Decent shelter key to good health

Tue, 30 Jan 2018 10:08:18 +0000

By ANNIE ZULU

PROVISION of decent shelter and related services for all remains crucial, if the cholera pandemic is to be eradicated completely in Zambia, Civic Forum on Housing and Habitat Zambia (CFHHZ) executive director Grace Mtonga has said.

Ms Mtonga observed that the 2017/2018 cholera outbreak in the country had been severe in the informal settlements.

She said this was because people in such areas lived in poor housing coupled with lack of access to clean water, little or no sanitation and absence of solid waste management.

She told the Daily Nation in an interview that there was need for a permanent solution, as it drained the national treasury to respond to a disease that was avoidable if the citizens lived in healthy conditions.

“These squalid conditions precipitated the disease outbreak that also claimed lives and this requires a permanent solution. We cannot continue as a country with reactive measures.

“If nothing permanent is done to the current living conditions in the informal settlements which is home to 70 percent of the urban population, it is difficult to see an end to future outbreaks of diseases,” Ms Mtonga said.

She also advised Government to finalise all the key legislative instruments that would guide coordinated housing development and activate local industrial hubs.

Ms Mtonga said this would ensure housing development and all economic activities occur in designated places with the health of citizens not being compromised.

She said the local authorities should also be supported with the needed capacity to fully enforce regulations that pertain to housing development and healthy management of public and common spaces especially with the management of waste.

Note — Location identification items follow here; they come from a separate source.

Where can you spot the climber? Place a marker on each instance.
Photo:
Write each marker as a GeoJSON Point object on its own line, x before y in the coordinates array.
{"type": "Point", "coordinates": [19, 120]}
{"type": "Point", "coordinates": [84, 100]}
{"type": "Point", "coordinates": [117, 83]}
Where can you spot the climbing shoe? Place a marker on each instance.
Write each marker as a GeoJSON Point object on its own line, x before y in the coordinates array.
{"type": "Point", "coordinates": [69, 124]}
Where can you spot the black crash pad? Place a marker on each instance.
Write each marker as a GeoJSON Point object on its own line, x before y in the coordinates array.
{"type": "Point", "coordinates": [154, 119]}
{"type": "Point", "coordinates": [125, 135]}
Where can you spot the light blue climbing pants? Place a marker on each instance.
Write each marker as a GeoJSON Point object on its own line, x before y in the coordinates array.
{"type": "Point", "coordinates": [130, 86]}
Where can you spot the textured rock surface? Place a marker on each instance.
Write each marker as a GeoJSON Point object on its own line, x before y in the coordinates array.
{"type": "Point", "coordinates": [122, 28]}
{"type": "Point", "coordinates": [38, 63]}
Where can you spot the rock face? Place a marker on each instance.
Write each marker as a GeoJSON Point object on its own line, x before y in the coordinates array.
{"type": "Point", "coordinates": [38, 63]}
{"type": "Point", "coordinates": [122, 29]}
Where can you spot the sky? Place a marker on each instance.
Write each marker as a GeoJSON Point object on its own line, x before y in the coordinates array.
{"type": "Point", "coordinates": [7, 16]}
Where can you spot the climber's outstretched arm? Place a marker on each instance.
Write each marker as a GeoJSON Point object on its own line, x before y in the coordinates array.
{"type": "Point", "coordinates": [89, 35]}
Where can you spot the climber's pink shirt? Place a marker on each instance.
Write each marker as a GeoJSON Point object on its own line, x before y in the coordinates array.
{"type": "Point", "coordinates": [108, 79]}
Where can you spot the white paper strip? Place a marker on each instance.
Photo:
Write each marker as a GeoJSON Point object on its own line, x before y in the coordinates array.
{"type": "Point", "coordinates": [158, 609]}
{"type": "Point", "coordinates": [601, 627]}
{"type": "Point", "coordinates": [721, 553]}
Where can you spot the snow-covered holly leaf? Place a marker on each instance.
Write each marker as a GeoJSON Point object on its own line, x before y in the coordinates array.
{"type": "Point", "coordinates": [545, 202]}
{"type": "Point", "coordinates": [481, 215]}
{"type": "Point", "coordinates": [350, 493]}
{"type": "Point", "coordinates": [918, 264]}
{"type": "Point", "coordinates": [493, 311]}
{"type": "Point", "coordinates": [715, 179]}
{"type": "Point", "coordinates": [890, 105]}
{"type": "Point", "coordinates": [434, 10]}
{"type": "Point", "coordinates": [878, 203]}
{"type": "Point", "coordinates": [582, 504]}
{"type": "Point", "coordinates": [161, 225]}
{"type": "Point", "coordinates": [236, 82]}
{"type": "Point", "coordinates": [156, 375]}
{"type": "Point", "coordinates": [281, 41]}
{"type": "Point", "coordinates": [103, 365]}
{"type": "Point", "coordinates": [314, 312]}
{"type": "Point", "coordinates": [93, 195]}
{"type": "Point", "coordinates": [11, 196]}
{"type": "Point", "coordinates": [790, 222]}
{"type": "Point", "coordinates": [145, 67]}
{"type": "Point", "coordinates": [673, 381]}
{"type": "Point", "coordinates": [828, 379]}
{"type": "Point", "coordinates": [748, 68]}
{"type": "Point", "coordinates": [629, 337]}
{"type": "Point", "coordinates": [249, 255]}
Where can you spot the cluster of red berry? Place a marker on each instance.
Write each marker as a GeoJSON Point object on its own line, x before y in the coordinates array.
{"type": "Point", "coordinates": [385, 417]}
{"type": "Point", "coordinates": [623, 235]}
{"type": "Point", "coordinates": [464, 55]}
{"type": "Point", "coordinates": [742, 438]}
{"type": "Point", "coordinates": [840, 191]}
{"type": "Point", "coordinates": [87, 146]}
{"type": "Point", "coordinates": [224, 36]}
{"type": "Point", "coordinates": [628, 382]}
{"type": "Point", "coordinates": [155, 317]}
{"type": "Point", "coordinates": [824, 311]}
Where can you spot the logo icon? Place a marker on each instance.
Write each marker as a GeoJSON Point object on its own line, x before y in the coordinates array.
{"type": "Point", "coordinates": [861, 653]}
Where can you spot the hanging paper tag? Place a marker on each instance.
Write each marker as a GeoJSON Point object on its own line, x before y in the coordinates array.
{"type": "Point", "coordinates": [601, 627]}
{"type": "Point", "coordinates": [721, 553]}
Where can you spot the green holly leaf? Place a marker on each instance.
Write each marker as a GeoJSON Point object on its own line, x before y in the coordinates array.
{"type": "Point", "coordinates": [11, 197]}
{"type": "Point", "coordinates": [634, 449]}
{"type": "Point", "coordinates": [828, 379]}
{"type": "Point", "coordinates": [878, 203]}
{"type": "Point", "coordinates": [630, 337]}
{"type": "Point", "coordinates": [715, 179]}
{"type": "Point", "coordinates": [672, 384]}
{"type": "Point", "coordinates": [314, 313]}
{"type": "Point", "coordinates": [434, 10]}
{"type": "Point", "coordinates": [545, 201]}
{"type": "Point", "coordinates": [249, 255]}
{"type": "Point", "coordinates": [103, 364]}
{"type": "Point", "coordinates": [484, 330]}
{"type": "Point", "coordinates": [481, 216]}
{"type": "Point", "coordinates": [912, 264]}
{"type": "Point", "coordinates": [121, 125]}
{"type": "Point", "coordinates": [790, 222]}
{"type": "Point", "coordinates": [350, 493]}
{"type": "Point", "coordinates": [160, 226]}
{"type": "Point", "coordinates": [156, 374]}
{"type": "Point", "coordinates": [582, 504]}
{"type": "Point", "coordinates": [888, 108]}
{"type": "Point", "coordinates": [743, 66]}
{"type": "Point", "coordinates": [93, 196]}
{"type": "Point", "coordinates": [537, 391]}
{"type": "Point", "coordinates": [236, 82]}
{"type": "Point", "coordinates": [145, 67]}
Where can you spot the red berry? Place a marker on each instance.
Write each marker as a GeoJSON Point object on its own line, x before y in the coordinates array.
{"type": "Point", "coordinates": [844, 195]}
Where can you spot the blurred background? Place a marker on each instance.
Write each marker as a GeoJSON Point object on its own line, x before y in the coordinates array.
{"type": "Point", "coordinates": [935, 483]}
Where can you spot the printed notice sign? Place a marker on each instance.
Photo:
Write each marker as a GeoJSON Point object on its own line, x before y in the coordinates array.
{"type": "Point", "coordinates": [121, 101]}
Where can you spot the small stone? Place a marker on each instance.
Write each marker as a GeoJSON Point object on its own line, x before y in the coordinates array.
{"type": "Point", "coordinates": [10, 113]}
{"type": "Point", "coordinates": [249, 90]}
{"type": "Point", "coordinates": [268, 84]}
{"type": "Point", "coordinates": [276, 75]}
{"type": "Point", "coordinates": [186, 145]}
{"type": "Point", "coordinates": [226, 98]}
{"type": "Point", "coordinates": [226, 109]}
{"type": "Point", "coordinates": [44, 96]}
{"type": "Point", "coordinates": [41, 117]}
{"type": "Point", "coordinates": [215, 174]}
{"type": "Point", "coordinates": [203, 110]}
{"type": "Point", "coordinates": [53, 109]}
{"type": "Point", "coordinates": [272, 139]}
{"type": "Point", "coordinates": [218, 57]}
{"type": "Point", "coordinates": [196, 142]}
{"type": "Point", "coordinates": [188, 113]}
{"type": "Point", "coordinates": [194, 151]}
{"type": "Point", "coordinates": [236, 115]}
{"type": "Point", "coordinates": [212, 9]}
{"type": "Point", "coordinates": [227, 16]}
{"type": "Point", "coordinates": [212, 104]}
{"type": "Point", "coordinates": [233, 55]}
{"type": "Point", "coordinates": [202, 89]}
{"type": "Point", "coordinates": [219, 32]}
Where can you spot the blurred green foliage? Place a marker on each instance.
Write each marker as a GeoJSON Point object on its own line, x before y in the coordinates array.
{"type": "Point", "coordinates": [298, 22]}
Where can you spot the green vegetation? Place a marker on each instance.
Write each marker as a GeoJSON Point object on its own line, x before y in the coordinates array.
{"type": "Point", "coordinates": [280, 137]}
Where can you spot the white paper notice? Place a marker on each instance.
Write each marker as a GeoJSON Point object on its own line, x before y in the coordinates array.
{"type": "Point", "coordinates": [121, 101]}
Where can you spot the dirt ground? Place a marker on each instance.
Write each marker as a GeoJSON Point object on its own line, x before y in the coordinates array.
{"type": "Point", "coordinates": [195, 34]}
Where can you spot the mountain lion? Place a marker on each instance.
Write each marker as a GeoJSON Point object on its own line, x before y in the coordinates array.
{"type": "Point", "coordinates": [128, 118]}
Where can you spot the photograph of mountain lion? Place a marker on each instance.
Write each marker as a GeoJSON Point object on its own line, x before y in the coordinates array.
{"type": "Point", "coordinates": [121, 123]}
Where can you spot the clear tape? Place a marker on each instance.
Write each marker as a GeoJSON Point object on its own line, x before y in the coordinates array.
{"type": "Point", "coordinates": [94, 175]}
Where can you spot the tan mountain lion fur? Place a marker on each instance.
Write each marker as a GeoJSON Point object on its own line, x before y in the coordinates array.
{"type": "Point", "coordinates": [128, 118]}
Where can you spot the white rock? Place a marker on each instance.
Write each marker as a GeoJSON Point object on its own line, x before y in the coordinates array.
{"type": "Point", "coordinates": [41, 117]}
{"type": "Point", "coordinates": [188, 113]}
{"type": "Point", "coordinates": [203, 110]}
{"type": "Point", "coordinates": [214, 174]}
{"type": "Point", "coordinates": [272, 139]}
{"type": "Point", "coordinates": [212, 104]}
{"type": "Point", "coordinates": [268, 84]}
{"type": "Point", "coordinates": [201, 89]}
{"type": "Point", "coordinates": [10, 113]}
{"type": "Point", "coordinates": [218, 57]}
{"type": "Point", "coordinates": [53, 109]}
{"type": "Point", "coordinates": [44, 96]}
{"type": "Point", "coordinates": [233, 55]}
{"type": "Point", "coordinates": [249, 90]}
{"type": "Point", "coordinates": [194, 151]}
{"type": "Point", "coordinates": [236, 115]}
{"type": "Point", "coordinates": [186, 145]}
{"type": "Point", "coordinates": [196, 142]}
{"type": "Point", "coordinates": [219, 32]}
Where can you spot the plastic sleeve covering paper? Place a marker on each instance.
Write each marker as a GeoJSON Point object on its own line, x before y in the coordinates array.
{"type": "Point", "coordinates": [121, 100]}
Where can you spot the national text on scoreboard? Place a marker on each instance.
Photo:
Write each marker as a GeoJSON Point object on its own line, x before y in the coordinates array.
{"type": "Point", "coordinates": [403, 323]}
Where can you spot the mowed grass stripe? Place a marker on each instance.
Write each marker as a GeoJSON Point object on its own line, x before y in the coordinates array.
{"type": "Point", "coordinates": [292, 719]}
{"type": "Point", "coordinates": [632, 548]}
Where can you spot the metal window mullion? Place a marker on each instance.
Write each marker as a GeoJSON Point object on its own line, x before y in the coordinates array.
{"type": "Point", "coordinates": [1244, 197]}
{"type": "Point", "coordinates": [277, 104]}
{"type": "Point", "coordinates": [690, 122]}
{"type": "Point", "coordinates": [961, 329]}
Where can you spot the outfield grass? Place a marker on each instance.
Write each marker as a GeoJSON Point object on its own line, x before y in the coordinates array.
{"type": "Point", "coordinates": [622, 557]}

Meanwhile, Ms Mtonga has welcomed government’s intentions to build 5000 housing units in a move to address an estimated housing deficit of 3.3 million housing units by 2030.

She said such efforts remained central to Zambia’s drive towards creation of sustainable cities and communities as they relate to the global agenda of Sustainable Development Goals (SDGs).

“As with other countries in Sub-Saharan Africa, Zambia was experiencing rapid urbanisation and population growth estimated at around 4 percent and 3 percent per annum.  This has created a critical demand for housing and related services.

“This demographic transition calls for development of robust policies and efforts in the land and housing sector,” she said.

She added that she was hopeful that the proposed housing delivery of 5000 housing units by Government for civil servants would also trickle down to the urban and rural poor citizens who were in dare need for decent housing.